How do you start?

Every time you want to run the software you should open the anaconda command prompt with your conda environment activated. On Windows type Anaconda at the windows search and then select “Anaconda Prompt”. On Linux and Mac open a terminal. Then type “conda activate particle” (assuming you followed our installation steps). Finally, navigate to the folder where you will store your python scripts: “cd pathtofolder”.

You could also do this within an IDE just make sure your python interpreter is running from the conda environment.

After this, the place to start is with the track_gui() function which is contained in the ParticleTracker. To start the tracking gui you need to write a simple python script into a file and save it with a .py extension. The simple script looks like this:

from particletracker import track_gui
track_gui()

When you run this script a dialogue will open asking you to select a video file to perform tracking on. To save typing this in each time and perhaps select a custom set of settings you can however modify the code above to include a video filename and a settings filename. You need to include the full path to each file:

from particletracker import track_gui
track_gui(movie_filename="FullPathToMovie.mp4", settings_filename="FullPathToSettings.param")

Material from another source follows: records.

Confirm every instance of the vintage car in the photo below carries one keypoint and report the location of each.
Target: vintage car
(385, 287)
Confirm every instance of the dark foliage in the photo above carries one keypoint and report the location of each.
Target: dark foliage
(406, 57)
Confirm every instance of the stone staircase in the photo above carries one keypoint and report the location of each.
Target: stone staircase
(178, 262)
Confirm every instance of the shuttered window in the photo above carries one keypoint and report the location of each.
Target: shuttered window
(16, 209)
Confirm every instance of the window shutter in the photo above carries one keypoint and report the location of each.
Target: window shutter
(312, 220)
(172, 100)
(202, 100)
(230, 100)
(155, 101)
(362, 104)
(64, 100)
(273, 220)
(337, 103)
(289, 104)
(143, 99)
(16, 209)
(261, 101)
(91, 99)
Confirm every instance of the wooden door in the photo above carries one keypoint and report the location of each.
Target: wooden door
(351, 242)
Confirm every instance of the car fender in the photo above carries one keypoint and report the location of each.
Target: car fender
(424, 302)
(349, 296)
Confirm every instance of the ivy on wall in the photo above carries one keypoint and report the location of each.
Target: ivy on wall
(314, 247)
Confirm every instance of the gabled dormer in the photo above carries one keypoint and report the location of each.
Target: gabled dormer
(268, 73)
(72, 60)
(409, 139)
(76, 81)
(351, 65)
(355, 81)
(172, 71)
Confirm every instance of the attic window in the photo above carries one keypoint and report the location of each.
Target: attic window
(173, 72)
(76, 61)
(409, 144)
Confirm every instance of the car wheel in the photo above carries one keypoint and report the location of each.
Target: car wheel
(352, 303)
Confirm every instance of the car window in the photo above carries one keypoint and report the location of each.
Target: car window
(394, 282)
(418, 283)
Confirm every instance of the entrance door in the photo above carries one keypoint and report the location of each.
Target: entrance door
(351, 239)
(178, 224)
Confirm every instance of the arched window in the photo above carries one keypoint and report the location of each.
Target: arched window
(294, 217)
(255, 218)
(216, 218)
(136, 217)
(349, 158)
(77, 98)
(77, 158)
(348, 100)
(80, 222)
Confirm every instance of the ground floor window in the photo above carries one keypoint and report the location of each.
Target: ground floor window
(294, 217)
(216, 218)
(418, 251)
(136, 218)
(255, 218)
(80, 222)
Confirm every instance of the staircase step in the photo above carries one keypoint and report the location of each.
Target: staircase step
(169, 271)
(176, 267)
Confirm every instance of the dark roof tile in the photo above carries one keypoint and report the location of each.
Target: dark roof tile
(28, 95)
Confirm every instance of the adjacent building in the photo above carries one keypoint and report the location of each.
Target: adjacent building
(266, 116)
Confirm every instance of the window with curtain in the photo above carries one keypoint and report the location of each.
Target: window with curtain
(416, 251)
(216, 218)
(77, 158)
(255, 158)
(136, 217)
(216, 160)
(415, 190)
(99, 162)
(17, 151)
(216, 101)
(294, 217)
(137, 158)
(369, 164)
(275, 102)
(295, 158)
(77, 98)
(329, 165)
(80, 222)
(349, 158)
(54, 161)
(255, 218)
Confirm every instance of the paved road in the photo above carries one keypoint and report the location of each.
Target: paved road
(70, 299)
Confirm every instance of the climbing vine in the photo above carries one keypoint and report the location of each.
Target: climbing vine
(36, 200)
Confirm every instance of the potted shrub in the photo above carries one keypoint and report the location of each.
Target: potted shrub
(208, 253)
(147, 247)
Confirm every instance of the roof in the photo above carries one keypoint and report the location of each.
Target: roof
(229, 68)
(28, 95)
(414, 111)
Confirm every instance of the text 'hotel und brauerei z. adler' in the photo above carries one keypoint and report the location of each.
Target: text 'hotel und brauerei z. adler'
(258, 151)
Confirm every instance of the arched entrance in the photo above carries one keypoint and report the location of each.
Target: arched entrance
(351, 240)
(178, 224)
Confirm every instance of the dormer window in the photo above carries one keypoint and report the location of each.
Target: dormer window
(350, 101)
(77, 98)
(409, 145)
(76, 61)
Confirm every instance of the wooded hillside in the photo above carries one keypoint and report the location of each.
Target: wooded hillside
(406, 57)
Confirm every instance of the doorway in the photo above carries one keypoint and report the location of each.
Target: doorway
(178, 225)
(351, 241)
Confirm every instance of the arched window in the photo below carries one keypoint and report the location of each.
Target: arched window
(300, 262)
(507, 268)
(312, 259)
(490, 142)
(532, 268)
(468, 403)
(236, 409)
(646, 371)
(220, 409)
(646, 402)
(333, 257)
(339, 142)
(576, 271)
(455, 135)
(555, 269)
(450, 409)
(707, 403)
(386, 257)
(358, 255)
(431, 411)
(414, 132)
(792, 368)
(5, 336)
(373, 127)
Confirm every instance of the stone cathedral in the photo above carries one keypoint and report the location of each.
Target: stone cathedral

If you have images instead of videos watch the “How can I use images rather than video?” tutorial (Tutorial7 - Tips and Tricks).

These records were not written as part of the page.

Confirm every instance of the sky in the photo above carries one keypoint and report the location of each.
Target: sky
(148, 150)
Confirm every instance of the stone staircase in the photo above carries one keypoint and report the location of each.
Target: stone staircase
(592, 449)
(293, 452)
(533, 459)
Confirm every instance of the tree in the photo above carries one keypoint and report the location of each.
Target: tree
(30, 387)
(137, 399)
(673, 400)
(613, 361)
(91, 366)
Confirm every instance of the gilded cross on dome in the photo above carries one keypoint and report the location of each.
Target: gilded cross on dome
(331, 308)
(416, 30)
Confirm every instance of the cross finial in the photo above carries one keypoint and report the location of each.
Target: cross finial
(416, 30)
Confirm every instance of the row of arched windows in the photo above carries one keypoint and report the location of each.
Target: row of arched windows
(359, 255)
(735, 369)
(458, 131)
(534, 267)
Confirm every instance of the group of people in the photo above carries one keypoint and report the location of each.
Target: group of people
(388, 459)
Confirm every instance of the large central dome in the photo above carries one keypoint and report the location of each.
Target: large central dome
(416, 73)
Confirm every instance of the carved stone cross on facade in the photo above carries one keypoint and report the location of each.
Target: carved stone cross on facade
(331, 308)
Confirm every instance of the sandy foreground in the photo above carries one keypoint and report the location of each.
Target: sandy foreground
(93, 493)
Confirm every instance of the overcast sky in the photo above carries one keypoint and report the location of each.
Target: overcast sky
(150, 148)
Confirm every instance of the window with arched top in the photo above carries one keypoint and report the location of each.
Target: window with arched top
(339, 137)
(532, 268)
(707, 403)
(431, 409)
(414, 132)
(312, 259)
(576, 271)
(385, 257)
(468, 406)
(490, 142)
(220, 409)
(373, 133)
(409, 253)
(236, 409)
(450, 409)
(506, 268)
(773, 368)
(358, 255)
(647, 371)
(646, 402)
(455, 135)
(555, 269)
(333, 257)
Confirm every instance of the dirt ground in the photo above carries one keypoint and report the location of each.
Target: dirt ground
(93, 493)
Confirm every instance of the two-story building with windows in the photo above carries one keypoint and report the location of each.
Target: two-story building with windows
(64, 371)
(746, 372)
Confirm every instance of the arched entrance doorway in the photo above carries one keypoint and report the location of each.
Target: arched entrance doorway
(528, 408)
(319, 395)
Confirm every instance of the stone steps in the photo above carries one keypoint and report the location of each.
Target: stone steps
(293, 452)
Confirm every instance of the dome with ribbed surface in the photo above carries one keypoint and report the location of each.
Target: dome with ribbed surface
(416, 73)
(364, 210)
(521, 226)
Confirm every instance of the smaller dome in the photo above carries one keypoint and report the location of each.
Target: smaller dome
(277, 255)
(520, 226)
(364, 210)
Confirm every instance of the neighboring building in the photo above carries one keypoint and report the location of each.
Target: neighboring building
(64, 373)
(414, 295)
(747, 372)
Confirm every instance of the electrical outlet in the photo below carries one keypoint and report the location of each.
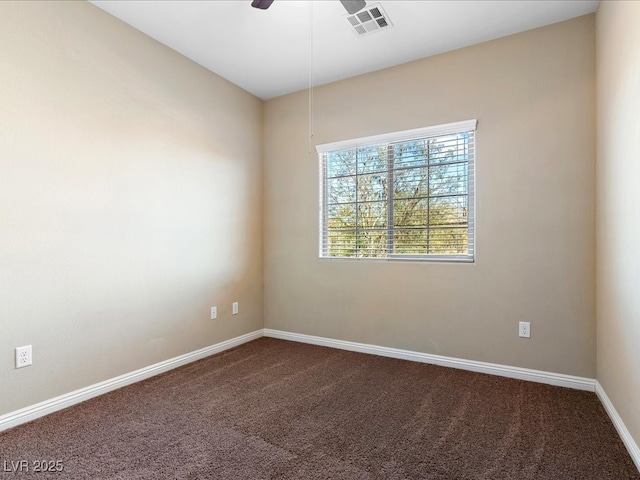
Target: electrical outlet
(525, 330)
(23, 356)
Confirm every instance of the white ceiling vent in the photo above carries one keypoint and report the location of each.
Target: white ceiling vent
(369, 20)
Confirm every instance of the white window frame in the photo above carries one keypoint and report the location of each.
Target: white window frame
(390, 138)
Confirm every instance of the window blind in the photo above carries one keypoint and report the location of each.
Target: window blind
(405, 195)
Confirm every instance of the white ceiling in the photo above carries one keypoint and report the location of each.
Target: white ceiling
(267, 52)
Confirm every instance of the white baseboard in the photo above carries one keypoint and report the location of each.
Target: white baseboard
(41, 409)
(627, 439)
(559, 379)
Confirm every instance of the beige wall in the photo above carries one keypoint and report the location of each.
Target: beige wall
(130, 201)
(618, 207)
(533, 95)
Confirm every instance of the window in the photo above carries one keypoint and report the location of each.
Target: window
(405, 195)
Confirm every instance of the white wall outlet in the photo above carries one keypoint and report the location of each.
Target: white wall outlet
(23, 356)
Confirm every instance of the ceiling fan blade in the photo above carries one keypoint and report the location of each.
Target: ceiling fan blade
(261, 4)
(353, 6)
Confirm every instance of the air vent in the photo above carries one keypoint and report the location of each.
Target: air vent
(369, 20)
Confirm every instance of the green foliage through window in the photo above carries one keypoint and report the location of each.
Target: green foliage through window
(406, 199)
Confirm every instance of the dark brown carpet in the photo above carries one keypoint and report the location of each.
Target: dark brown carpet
(283, 410)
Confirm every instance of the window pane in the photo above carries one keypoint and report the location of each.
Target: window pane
(424, 212)
(410, 154)
(449, 148)
(341, 163)
(411, 183)
(448, 241)
(372, 215)
(341, 243)
(341, 216)
(410, 241)
(372, 243)
(448, 211)
(448, 179)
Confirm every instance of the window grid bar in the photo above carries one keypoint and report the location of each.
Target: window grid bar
(366, 156)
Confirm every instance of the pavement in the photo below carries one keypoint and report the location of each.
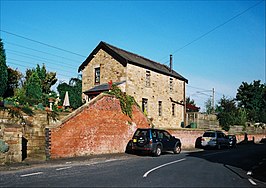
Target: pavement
(258, 171)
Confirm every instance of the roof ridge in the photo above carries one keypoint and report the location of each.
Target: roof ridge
(135, 54)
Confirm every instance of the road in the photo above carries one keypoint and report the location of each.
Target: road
(202, 168)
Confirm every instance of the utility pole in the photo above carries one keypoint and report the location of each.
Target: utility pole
(213, 100)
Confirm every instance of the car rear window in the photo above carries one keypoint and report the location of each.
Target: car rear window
(209, 134)
(141, 132)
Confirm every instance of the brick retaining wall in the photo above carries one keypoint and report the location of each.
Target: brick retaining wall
(96, 128)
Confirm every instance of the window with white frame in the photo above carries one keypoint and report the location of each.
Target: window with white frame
(171, 85)
(97, 75)
(148, 78)
(145, 105)
(173, 109)
(160, 108)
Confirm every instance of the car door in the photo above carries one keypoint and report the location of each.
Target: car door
(168, 143)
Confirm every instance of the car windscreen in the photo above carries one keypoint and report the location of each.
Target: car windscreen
(209, 134)
(141, 132)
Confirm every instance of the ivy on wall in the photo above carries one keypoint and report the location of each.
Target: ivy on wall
(126, 101)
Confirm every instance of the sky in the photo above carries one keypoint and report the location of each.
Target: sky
(215, 44)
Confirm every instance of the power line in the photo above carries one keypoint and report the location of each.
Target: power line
(21, 46)
(36, 64)
(48, 45)
(12, 63)
(38, 58)
(215, 28)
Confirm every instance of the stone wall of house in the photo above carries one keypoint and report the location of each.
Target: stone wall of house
(25, 141)
(159, 90)
(97, 127)
(110, 69)
(189, 137)
(11, 136)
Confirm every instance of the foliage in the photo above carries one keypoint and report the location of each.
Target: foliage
(47, 79)
(33, 89)
(3, 70)
(208, 106)
(15, 110)
(74, 89)
(191, 102)
(230, 114)
(126, 101)
(52, 114)
(14, 76)
(3, 146)
(252, 97)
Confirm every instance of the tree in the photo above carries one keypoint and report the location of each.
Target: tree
(252, 97)
(33, 89)
(226, 110)
(208, 106)
(191, 106)
(14, 76)
(3, 70)
(74, 89)
(48, 79)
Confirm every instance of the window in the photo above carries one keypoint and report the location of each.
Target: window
(148, 78)
(160, 108)
(97, 75)
(145, 105)
(173, 109)
(171, 85)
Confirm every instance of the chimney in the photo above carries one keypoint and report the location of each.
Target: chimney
(171, 62)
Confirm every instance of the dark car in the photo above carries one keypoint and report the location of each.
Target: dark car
(154, 141)
(232, 140)
(214, 139)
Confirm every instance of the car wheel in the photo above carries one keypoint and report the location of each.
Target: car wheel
(158, 151)
(177, 149)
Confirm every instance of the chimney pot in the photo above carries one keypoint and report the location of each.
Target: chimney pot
(171, 62)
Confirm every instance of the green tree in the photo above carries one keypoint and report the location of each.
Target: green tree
(3, 70)
(252, 97)
(48, 79)
(208, 106)
(192, 103)
(74, 88)
(226, 112)
(14, 76)
(33, 89)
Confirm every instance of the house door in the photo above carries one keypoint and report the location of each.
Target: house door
(24, 148)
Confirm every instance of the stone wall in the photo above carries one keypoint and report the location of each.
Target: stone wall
(110, 69)
(12, 136)
(135, 77)
(95, 128)
(159, 90)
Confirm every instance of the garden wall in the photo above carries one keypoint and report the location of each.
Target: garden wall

Building a tracking project

The first thing to do is to read / watch the overview to give you some orientation and then follow through the different example cases where we explain how to use many of the different features. This will take you from some very simple use cases to building some more complicated projects. For most people’s needs this will be sufficient. To follow these through you will need to download the testdata folder. This is available from the toplevel of the github page (https://github.com/MikeSmithLabTeam/particletracker ). Inside this folder you will find several example videos and some .param settings files. Each example has its own page in these docs which will walk you through from start to finish.

Working with the output data

If you are doing a really small project (and absolutely have to avoid programming!) it is possible to export data as an excel file. Please bear in mind though that this is pretty clunky and that as soon as your projects increase in file size ie number of frames x number of objects tracked etc this becomes pretty much unworkable.

A better way to work is to use a Jupyter notebook to look at the data. The installation for python set this up. Simply open the anaconda command prompt and activate the “particle” environment. To do this you type “conda activate particle”. At the command prompt you then need to navigate to the testdata folder. Type “cd pathtotestdata”. Finally type “jupyter notebook”. This will open the server from where you can open the data_example.ipynb file. This jupyter notebook helps explain the format of the output data and shows you how to manipulate it to extract the aggregated data you probably want.